Уже в середине лета, перед покосом, отвез Тимофей копию сочинения и для графа Толстого. Но шли дни и недели, а ответа ни от кого не было.

Ночами, хоть и наломается днем, Тимофей лежал, перечитывая в памяти заветные страницы, спорил с невидимыми спорщиками. Как лее это, ведь ясная ясность, а ушла как в бездонный колодец… Если бы не школа, совсем бы тоска скрутила осенью Тимофея.
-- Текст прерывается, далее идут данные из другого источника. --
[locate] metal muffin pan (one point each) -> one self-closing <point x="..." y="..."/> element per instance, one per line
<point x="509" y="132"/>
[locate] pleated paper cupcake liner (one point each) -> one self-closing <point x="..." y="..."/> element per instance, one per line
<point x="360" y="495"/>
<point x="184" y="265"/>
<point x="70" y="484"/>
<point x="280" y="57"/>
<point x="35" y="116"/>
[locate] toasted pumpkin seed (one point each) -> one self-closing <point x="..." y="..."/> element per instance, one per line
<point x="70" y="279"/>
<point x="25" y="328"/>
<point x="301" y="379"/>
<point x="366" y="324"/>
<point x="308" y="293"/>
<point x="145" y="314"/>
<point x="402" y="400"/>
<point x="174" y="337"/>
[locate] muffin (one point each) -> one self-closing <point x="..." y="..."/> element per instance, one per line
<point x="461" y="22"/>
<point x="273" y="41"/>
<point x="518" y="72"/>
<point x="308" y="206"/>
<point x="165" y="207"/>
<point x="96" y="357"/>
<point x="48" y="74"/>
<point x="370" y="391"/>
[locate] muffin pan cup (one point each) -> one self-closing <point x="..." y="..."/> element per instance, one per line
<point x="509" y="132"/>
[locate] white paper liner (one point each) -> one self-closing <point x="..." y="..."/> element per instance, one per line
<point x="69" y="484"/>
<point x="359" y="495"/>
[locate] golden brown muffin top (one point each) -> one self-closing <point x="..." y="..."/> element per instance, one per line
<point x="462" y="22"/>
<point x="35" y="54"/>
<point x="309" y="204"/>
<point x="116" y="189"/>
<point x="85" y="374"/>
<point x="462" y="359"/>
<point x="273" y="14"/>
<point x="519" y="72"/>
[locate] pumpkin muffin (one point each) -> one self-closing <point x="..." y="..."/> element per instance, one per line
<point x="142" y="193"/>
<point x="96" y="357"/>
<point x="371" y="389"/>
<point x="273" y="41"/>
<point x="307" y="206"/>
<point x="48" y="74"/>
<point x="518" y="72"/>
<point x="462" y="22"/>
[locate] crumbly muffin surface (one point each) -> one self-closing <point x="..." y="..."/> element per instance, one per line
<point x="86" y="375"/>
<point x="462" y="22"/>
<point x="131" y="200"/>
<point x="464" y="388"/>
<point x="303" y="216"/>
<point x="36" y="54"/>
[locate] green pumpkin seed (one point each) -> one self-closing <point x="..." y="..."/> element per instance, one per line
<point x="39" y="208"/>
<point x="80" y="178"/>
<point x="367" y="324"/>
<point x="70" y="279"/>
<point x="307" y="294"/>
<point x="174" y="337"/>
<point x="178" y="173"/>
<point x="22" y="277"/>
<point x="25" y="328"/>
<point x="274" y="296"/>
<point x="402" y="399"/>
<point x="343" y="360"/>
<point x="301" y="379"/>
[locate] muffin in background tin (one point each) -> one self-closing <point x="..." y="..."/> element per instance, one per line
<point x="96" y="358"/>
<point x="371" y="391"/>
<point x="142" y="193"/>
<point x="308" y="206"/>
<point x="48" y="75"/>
С детьми он только и мог вздохнуть.

Пусть молчат взрослые, но им-то он может свои заповеди передать. Западут в чистые души, а потом, глядишь, и взойдут.

«Дружный снег, этот уже не растает до весны», — думал Тимофей, глядя в окно. Продиктовав ребятишкам задачу, он вышел подышать чистотой. Побелевший двор словно помолодел, и вся деревня, как яичко только что снесенное, казалась свежей и теплой.